Note from Jai. This post is by Kalani Kirk Hausman, one of the participants in the first round of the #SciFund Challenge. You can see his #SciFund project here and you can find him on Twitter at @KKHausman.
While chasing crowd-funding support for the STEMulate Learning program during the initial #SciFund Challenge, I did not reach an ambitious funding goal for a full high-performance computing lab. At first read, this sounds like failure – but was not.
Although my presentation lacked the proper appeal for the public to flood the project’s coffers, a number of individuals took a strong interest in the program’s efforts to build young learners’ interest in STEM (Science, Technology, Engineering and Math) subjects. These people believed enough in the project’s potential that they gifted their money towards the STEMulate Learning program. But that is not all – they also gave their support and enthusiasm.
“Money isn’t everything – success means a lot more.” – Glynis Johns
The #SciFund Challenge provided far more than just funding – participation in the crowdfunding effort encouraged numerous interested educators and private individuals to contact me directly. Many wanted to discuss ways to leverage available technologies in their own classes, while others wanted to provide non-monetary support to the program.
With a handful of new components purchased through the magnificent generosity of my RocketHub supporters, I was able to transform donated older computing equipment into a complete computing node that has been dedicating its processing time towards developing cures for global diseases, finding new sources of clean water and other projects aimed at global solutions. This node is part of a world-spanning grid of computers, called the World Community Grid, which combines spare computing power from off-the-shelf computers in people’s homes, schools and businesses when they are idle.

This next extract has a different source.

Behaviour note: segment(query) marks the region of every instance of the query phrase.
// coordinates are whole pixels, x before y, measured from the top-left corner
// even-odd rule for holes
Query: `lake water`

“When spider webs unite, they can tie up a lion” – Ethiopian Proverb
Students considering any of the STEM fields will need computing power to analyze their data and to transform their dreams into images and physical innovations that will give us tomorrow’s wonders. The lab node illustrates the potential for small efforts to add to great solutions, tweeting about its progress every week and being used in classrooms as a demonstration of crowd-supported science results and high-performance computing capabilities.
Money alone would only reveal the value of crowd-funding operational goals, while the added support and collaborative communications provide far more. Vendors of many types have looked at our ongoing successes and provided samples of new, innovative materials for demonstrations and workshops aimed at sponsoring new innovative designs. The #SciFund Challenge gave us an expanded global audience, a field of fertile ground spanning the world, and seeds planted during that first Challenge are slowly growing as more and more individuals, schools and other programs take an interest in our innovative educational efforts.
“The golden age is not in the past, but in the future” – E.H. Chapin
The STEMulate Learning program is about setting a fire to the imaginations of kids currently in school so that they will build whatever dreams they may have of the future. The second round of the #SciFund Challenge will likewise provide further opportunities to raise funds, but also to reach interested and enthusiastic partners who will take our ideas and spread them like dandelion seeds on the wind.
I look forward to the next chapter of the STEMulate Learning program and the #SciFund Challenge. I hope everyone will stop by the second round to see how we are transforming learning and sharing the world’s wonders with students everywhere – the future looks bright indeed!